Hacker News new | ask | show | jobs
by FridgeSeal 2135 days ago
All that I've heard about Airflow is that it's intricately coupled to Python, and can be finicky to maintain as it contains a fair few moving parts.

I've previously used Argo Worfklows, which I prefer because I already have a Kubernetes environment and because it runs containers, it's totally language-agnostic which I think is a huge benefit. It also has a huge number of features for defining and controlling the workflows. Downside is that it's configuration/definition YAML's can get large and a bit messy (as YAMLs are want to do) - however, templated workflows are coming soon, which should hopefully reduce the noise.

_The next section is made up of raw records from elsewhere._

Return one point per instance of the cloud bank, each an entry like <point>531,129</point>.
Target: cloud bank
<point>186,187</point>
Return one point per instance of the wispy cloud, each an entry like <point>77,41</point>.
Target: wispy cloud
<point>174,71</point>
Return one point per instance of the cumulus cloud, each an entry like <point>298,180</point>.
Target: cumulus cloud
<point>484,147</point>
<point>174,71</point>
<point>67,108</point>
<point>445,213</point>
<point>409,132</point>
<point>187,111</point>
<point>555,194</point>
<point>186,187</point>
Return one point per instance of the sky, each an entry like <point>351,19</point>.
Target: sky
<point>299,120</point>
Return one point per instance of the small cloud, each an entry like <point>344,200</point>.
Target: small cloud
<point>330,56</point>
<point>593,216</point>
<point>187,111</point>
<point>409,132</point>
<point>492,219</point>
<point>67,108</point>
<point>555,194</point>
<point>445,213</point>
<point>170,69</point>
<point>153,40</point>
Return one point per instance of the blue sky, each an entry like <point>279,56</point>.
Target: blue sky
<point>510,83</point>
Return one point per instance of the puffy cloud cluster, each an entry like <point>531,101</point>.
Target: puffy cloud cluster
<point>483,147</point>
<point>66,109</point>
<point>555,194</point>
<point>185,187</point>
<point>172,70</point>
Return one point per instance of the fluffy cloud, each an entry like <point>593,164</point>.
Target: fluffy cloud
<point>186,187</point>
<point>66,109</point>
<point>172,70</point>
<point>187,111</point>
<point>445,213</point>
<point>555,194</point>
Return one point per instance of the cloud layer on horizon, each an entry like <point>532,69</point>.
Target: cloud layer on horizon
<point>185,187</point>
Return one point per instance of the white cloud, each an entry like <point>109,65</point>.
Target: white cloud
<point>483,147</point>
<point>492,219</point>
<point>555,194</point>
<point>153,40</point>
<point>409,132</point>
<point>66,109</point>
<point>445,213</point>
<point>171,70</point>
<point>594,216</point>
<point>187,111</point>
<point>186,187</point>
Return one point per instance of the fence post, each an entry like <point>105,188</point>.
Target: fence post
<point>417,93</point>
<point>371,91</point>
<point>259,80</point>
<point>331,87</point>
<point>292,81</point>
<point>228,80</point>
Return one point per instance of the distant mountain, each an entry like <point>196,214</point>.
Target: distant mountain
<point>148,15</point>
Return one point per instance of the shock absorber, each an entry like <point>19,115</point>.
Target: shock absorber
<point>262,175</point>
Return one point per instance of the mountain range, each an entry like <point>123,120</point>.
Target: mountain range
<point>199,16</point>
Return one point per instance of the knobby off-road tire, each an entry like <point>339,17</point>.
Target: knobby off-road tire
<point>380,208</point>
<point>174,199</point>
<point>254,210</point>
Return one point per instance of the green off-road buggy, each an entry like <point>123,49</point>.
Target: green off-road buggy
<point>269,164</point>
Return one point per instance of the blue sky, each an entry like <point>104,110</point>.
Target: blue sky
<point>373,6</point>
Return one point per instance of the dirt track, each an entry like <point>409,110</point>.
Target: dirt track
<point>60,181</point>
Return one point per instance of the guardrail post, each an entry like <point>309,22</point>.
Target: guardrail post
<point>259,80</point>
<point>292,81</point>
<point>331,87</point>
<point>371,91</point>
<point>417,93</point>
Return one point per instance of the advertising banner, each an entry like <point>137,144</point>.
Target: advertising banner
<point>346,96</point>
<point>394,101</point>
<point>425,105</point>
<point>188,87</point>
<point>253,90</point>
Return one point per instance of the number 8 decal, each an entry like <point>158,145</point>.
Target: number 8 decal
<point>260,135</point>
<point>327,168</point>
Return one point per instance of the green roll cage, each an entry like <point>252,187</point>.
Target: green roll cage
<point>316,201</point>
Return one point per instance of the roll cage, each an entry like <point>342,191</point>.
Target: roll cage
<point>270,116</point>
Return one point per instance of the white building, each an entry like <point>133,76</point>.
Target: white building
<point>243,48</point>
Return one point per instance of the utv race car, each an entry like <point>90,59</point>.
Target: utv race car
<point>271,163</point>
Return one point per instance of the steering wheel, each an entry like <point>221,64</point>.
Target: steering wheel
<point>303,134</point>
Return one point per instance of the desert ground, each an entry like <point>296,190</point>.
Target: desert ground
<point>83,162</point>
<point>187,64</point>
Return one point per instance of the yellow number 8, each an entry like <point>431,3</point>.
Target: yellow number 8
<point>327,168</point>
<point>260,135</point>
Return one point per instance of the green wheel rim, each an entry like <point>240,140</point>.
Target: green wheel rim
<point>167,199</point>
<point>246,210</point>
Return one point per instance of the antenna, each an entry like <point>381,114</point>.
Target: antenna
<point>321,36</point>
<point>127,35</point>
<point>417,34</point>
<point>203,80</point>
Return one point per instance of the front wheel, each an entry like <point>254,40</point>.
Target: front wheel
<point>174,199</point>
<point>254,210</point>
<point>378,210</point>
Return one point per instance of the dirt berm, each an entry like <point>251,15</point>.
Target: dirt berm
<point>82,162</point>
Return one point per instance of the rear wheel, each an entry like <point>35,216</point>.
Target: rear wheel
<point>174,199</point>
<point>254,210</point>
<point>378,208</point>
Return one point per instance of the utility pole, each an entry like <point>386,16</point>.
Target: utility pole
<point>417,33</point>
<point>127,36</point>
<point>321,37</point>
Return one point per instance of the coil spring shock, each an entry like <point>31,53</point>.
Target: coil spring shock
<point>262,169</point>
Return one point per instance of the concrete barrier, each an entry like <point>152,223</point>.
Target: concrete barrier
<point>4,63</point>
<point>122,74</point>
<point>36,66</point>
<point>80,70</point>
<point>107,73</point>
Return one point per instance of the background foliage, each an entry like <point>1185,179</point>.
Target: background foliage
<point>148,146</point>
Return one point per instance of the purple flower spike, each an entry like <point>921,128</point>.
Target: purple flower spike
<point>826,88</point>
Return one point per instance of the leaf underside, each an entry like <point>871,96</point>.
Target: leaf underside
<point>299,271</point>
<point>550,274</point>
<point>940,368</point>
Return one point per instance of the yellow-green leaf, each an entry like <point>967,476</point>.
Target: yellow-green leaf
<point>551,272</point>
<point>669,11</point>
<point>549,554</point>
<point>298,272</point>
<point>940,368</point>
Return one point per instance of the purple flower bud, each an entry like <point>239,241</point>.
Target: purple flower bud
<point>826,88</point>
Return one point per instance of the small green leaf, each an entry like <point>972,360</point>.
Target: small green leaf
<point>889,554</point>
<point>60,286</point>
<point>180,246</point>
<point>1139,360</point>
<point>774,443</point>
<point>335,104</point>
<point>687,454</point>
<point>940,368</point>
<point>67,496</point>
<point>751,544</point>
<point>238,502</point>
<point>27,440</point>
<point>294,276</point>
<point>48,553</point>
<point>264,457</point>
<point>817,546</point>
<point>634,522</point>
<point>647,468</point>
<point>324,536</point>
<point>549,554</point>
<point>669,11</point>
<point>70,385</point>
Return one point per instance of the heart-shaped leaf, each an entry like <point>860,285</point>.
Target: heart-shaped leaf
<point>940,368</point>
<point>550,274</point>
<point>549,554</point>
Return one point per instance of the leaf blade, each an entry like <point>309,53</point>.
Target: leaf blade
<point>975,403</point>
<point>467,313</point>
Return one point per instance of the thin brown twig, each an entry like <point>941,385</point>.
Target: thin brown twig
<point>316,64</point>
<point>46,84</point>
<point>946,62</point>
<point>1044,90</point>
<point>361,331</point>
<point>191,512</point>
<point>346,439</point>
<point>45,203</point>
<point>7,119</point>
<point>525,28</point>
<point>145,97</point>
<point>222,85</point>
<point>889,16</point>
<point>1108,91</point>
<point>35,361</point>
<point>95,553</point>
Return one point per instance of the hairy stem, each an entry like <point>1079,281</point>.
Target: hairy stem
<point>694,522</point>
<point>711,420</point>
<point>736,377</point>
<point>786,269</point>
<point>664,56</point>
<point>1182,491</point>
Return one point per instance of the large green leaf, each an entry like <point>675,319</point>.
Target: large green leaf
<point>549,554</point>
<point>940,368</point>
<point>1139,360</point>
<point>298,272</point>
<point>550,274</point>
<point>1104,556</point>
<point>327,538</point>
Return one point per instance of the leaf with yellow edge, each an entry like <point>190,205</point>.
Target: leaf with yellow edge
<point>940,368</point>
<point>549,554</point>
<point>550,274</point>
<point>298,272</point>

Personally I'm reticent to use anything that re-implements its own full scheduling system instead of hooking into a pre-existing (and probably more bulletproof) one (i.e. K8s scheduler), and anything that _requires_ me to write all of my ETL/schedulable code in Python.

1 comments

Argo implements its own scheduler AFAIK, otherwise how would it manage dependencies and the execution graph. The part that Argo is using K8S for is orchestration, which Airflow can do as well with the KubernetesPodOperator, but it's not a cloud native solution and it spins the whole scheduler and backend for each task.

We tried to make Polyaxon[0] work with Airflow for Machine Learning specific workflows, but it was very painful and it does not have a good state/artifacts management, which leaves the users tweaking around. We end up making a simple abstraction on top K8S, much easier, to provide features for parallel executions, dependencies, failure handling, retries, ... as well as handling ML specific graphs such as hyperparameter tuning and distributed scheduling.

[0]: https://github.com/polyaxon/polyaxon

Oh interesting, TIL.

By the way, Polyaxon looks awesome, I’ve been wanting to try it for a while, but just don’t have any machine learning projects in the pipeline at the moment alas.